LIX. É certo que, como refere o Acórdão da Relação do Porto de 7 de Dezembro de 2016, in www.gdsi.pt “… na descrição da situação nela prevista (na al. d)) - terem disposto dos bens do devedor em proveito pessoal ou de terceiros - não se faz qualquer referência à importância económica dos bens objeto dessa atuação e à necessidade de o seu relevo patrimonial ser significativo – ao contrário da alínea a) “.
Mas “… isso é assim porque, cremos, a preocupação subjacente à previsão legal já não é diretamente a preservação do património da devedora (indiretamente sim), mas antes evitar que esse património que deverá ser afeto à satisfação dos credores redunde afinal em benefício ilegítimo dos próprios administradores ou de terceiros.
Todavia, julgamos que em qualquer circunstância esses bens têm de ter algum relevo económico, não nos parecendo conforme à ordem jurídica qualificar uma insolvência como culposa e imputar aos gerentes as consequências dessa qualificação apenas porque um dos administradores ou um terceiro se apropriou de um bem da insolvente de escasso valor económico, cujo interesse para o funcionamento da devedora nas condições existentes à data não fosse significativo….”.

LX. Decorre, assim, que não se mostrando apurado o real valor do veículo aqui em causa, tem que se concluir que não é possível concluir pelo preenchimento do requisito legal previsto no art. 186º, n.º 2, al. d) do CIRE, e consequentemente qualificar a Insolvência como culposa, nos termos do como entendeu o Tribunal Recorrido.

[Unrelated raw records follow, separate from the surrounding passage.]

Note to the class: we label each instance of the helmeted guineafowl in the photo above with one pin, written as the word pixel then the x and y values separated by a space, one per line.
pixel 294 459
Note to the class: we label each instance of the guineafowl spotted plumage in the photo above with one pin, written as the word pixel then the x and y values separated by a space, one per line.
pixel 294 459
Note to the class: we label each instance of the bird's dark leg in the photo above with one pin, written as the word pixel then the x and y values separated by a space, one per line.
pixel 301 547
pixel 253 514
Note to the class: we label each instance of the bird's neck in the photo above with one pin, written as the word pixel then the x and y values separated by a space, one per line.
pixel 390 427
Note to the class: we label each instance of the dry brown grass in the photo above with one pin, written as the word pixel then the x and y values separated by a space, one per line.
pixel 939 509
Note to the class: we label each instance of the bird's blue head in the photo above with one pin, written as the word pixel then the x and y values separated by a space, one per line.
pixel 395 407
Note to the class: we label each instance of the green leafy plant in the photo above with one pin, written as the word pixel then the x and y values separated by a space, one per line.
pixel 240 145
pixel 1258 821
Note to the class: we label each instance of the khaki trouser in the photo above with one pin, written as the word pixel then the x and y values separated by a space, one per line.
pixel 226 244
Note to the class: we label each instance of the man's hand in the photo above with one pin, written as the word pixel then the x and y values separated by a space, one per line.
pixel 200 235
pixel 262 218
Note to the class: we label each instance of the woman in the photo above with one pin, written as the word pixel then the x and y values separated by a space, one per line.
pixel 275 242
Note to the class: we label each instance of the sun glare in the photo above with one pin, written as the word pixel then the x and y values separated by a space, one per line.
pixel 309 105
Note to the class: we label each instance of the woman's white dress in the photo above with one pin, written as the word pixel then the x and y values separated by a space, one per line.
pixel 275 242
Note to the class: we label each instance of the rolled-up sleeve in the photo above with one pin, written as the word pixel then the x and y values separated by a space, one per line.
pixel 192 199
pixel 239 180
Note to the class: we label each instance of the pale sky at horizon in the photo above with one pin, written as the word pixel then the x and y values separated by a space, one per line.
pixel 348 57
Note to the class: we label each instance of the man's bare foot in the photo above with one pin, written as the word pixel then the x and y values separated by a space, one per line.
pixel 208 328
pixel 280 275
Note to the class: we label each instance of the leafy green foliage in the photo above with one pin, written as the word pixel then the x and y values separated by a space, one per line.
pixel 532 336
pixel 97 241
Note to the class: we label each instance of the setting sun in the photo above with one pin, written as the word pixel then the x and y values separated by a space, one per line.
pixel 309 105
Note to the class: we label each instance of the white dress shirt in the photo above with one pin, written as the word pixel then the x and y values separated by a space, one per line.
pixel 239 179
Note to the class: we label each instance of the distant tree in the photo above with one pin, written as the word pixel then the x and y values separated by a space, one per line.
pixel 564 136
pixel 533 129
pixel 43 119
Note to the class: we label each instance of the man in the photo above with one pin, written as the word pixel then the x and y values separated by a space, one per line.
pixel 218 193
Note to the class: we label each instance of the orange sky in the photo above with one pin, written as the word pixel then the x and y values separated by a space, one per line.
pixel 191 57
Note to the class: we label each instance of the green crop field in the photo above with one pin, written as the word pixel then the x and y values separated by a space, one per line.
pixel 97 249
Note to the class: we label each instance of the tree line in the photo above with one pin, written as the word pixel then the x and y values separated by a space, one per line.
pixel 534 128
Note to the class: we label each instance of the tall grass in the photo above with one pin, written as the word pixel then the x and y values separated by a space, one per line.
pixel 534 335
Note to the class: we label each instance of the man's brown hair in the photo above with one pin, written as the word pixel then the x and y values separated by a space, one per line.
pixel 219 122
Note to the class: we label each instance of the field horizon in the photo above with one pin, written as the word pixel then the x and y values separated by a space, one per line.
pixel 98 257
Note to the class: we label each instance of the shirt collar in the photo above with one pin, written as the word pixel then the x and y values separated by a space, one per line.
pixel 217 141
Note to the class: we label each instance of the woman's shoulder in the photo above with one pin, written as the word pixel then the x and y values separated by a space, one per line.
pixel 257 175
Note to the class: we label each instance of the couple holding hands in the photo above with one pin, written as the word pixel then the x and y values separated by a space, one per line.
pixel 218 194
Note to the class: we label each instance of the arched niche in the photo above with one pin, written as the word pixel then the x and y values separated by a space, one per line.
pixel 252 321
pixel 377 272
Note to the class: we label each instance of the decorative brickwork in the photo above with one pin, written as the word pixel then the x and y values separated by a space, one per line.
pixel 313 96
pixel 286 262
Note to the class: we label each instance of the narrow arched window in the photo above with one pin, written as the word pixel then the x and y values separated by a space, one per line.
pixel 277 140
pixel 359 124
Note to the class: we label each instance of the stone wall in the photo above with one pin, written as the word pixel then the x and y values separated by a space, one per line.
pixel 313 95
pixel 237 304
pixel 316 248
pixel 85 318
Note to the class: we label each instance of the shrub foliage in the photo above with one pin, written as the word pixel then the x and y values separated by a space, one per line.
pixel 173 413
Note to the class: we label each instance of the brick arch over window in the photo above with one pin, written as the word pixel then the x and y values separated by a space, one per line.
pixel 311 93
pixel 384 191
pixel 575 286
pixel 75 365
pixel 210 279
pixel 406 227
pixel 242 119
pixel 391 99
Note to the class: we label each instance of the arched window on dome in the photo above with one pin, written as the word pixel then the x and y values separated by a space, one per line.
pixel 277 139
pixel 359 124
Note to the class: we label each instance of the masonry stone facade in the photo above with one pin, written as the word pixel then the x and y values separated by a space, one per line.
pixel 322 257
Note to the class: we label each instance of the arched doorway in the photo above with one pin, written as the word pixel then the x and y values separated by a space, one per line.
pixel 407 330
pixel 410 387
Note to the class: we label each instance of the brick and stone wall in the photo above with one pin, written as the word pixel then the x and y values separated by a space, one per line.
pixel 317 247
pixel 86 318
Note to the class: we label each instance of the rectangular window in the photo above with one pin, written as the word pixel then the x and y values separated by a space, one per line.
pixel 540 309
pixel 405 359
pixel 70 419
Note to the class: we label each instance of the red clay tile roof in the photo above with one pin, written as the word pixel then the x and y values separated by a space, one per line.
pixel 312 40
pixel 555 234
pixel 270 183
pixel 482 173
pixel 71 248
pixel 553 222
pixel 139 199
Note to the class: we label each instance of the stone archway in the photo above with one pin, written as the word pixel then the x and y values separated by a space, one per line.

DO ALEGADO PREENCHIMENTO DA ALINEA A) DO N.º 3 DO ARTIGO 186º DO CIRE
LXI. No caso vertente, entendeu o tribunal recorrido que foi produzida prova, com afetação de ambos os requeridos, considerando para efeitos de motivação da sua convicção que “… o pedido de insolvência apenas foi apresentado em novembro de 2018, sendo certo que a situação de insustentabilidade financeira da sociedade insolvente já existia desde 2015, prolongando-se nos anos seguintes: em 2016, 2017 e 2018 (cfr. pontos 12 a 18 dos factos provados).
Na situação em presença, o avolumar progressivo das dívidas com o retardamento da apresentação à insolvência redundou em claro prejuízo para os credores, que viram agravada a possibilidade de cobrança dos respetivos créditos vencidos, o que nesta altura se revela impossível, atenta a receita de apenas €197,00 resultante da liquidação do ativo, tendo em conta que a persistência do exercício de uma actividade deficitária culminou com uma declaração de insolvência apenas em novembro de 2018, num contexto de descapitalização da sociedade com saídas de caixa que se foram avolumando desde 2015 e cujo valor, registado contabilisticamente a 30 de outubro de 2018, ascendeu a €96.920,99, com dívidas de elevados valores, designadamente a trabalhadores (€150.000,00), Segurança Social (€133.831,50) e Fazenda Nacional (€11.009,81), tal como resulta dos pontos 12 a 18 e 22 a 24 dos factos provados.
Neste âmbito, afigura-se irrelevante para o que aqui importa, o facto de, aquando da constituição da insolvente, a requerida AA ser estudante do 12º ano do ensino secundário, pois os factos que emergiram provados antes revelam a prática de atos típicos do exercício pleno da atividade de gerente, designadamente com a alienação de bem da sociedade (ponto 8 dos factos provados) e assumindo, na qualidade de responsável subsidiário, relativamente à reversão da execução fiscal em que era executada a insolvente, o pagamento da dívida à Segurança Social no âmbito do plano prestacional acordado (ponto 29 dos factos provados).
De facto, a sua eventual inexperiência no desempenho de tais funções não a desoneram, nem eximem, das responsabilidades legais inerentes à condição de gerente que livremente assumiu e também exerceu. Assim, é por demais evidente que a insolvente M... Unipessoal, Ld.ª não cumpriu o dever de apresentação tempestiva à insolvência, facto que agravou, pelo menos, a situação de insolvência, nos termos sobreditos.”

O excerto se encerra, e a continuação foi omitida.